What Does
Hot Isostatic Processing (HIPping) Mean?
Hot isostatic processing (HIPping) involves the application of high gas pressure at an elevated temperature to components in order to completely remove internal porosity and voids.
This process is an excellent option for the improvement of a wide variety of materials, such as:
- Titanium
- Steel
- Aluminum
- Superalloys
Using this process, voids within a casting can be reduced or eliminated and encapsulated powders can be consolidated to create fully dense materials. Dissimilar materials can also be bonded together to manufacture unique, cost-effective components.
Hot isostatic processing is also known as hot isostatic pressing.
Corrosionpedia Explains Hot Isostatic Processing (HIPping)
Hot isostatic processing technology was developed during the 1950s, initially as a means of diffusion bonding nuclear reactor components and removing porosity in hard metals, such as tungsten carbide. However, commercial use is now mainly focused on the densification of high-performance castings and consolidation of metal powders, the aerospace industry being only one of a wide range of industries to utilize the process.
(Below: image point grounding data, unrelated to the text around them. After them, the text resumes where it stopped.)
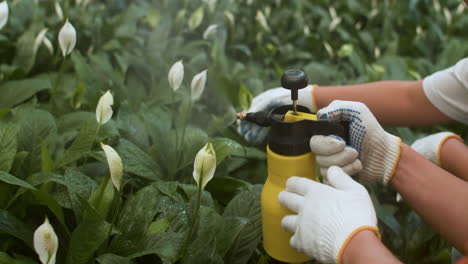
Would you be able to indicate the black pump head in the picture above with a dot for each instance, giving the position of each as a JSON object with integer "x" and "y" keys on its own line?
{"x": 294, "y": 80}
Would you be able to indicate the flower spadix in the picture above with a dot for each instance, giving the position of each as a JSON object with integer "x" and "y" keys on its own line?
{"x": 3, "y": 14}
{"x": 204, "y": 166}
{"x": 67, "y": 38}
{"x": 46, "y": 243}
{"x": 198, "y": 85}
{"x": 104, "y": 108}
{"x": 176, "y": 75}
{"x": 115, "y": 165}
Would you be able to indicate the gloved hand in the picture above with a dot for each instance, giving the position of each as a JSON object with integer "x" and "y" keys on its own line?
{"x": 332, "y": 151}
{"x": 430, "y": 146}
{"x": 267, "y": 101}
{"x": 327, "y": 216}
{"x": 378, "y": 150}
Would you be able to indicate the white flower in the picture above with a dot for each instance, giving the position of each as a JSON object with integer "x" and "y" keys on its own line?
{"x": 230, "y": 17}
{"x": 261, "y": 19}
{"x": 205, "y": 165}
{"x": 198, "y": 85}
{"x": 39, "y": 39}
{"x": 3, "y": 14}
{"x": 46, "y": 243}
{"x": 58, "y": 10}
{"x": 115, "y": 165}
{"x": 67, "y": 38}
{"x": 209, "y": 30}
{"x": 49, "y": 45}
{"x": 176, "y": 75}
{"x": 104, "y": 108}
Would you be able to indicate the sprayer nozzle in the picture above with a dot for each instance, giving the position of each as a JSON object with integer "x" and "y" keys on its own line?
{"x": 241, "y": 116}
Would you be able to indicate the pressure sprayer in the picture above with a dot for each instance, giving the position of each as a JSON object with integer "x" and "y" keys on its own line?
{"x": 288, "y": 154}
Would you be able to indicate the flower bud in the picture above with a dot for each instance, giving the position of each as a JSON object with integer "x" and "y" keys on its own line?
{"x": 67, "y": 38}
{"x": 115, "y": 165}
{"x": 46, "y": 243}
{"x": 176, "y": 75}
{"x": 3, "y": 14}
{"x": 104, "y": 108}
{"x": 209, "y": 30}
{"x": 198, "y": 85}
{"x": 58, "y": 10}
{"x": 204, "y": 166}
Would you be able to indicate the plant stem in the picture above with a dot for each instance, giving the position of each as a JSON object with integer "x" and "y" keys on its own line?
{"x": 195, "y": 220}
{"x": 173, "y": 169}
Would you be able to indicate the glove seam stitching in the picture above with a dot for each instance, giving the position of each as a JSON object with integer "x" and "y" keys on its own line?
{"x": 439, "y": 148}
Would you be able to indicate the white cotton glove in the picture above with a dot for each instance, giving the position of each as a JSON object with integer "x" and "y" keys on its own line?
{"x": 267, "y": 101}
{"x": 430, "y": 146}
{"x": 378, "y": 150}
{"x": 327, "y": 216}
{"x": 332, "y": 151}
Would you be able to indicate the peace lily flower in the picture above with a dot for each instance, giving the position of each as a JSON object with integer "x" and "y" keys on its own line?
{"x": 115, "y": 165}
{"x": 3, "y": 14}
{"x": 205, "y": 165}
{"x": 261, "y": 19}
{"x": 39, "y": 39}
{"x": 49, "y": 45}
{"x": 198, "y": 85}
{"x": 58, "y": 10}
{"x": 67, "y": 38}
{"x": 176, "y": 75}
{"x": 104, "y": 108}
{"x": 46, "y": 243}
{"x": 209, "y": 30}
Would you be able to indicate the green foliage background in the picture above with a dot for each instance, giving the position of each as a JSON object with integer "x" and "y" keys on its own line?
{"x": 51, "y": 163}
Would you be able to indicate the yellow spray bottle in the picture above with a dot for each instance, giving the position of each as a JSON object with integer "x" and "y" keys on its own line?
{"x": 288, "y": 154}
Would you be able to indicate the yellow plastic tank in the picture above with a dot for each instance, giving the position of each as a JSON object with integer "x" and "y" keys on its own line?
{"x": 280, "y": 168}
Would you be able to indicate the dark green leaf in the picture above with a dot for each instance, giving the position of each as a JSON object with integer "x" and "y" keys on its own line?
{"x": 136, "y": 161}
{"x": 10, "y": 179}
{"x": 14, "y": 92}
{"x": 113, "y": 259}
{"x": 247, "y": 205}
{"x": 8, "y": 134}
{"x": 13, "y": 226}
{"x": 85, "y": 240}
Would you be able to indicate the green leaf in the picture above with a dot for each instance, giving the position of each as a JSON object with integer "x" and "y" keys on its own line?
{"x": 204, "y": 248}
{"x": 85, "y": 240}
{"x": 196, "y": 18}
{"x": 135, "y": 218}
{"x": 166, "y": 245}
{"x": 223, "y": 147}
{"x": 158, "y": 226}
{"x": 47, "y": 162}
{"x": 6, "y": 259}
{"x": 113, "y": 259}
{"x": 47, "y": 200}
{"x": 136, "y": 161}
{"x": 35, "y": 126}
{"x": 10, "y": 179}
{"x": 101, "y": 199}
{"x": 224, "y": 189}
{"x": 13, "y": 226}
{"x": 80, "y": 188}
{"x": 245, "y": 97}
{"x": 82, "y": 144}
{"x": 8, "y": 142}
{"x": 247, "y": 205}
{"x": 15, "y": 92}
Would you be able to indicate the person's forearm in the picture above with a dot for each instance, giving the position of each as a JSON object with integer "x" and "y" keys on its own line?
{"x": 454, "y": 158}
{"x": 392, "y": 102}
{"x": 366, "y": 248}
{"x": 437, "y": 196}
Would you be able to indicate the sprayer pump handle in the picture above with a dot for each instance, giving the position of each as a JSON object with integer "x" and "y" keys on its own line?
{"x": 294, "y": 80}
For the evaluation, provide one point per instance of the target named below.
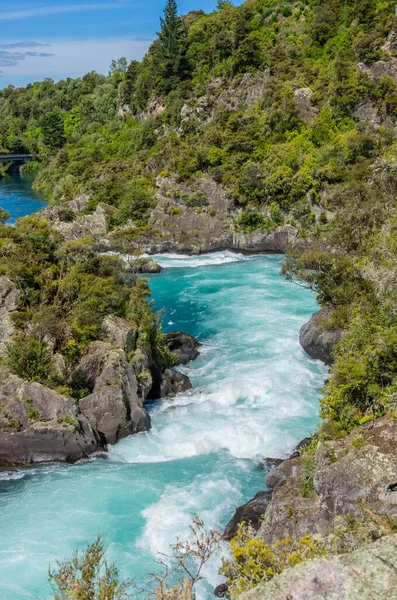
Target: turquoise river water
(255, 394)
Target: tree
(53, 129)
(221, 4)
(170, 48)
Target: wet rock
(39, 425)
(184, 346)
(250, 513)
(350, 475)
(144, 265)
(316, 339)
(306, 442)
(120, 332)
(366, 574)
(303, 99)
(267, 464)
(174, 383)
(114, 407)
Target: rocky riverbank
(344, 491)
(39, 424)
(187, 232)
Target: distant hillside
(253, 126)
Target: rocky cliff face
(37, 424)
(318, 337)
(366, 574)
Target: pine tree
(170, 49)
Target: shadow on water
(18, 197)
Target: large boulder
(39, 425)
(318, 339)
(173, 383)
(144, 265)
(184, 346)
(350, 476)
(366, 574)
(114, 407)
(250, 513)
(303, 99)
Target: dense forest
(329, 170)
(290, 108)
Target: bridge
(8, 157)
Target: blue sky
(67, 38)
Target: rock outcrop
(318, 337)
(144, 265)
(183, 346)
(366, 574)
(173, 383)
(350, 476)
(303, 99)
(120, 332)
(73, 224)
(250, 513)
(114, 407)
(9, 299)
HIPping involves the simultaneous application of high pressure and temperatures on materials through the medium of a pressurizing gas to completely remove internal porosity and voids, improving the material's mechanical properties and workability. Pressure is applied to the material from all directions, hence the term "isostatic."
The HIP process falls into three categories:
- Densification
- Powder Metallurgy
- Composites, diffusing two like or unlike metals together
Primary applications include:
- Reduction of microshrinkage
- Consolidation of powder metals, ceramic composites, plastics
- Metal cladding
- Sintering
- Fabrication of metal matrix composites
Benefits of HIPping include:
- Stabilizing a material
- Removing residual stresses
- Densifying
- Eliminating voids and occlusions
The process homogenizes an alloy and in most cases, the properties of the material are enhanced, providing greater stability and wear characteristics. The HIP process can produce materials from metallic compositions that are difficult or impossible to forge or cast.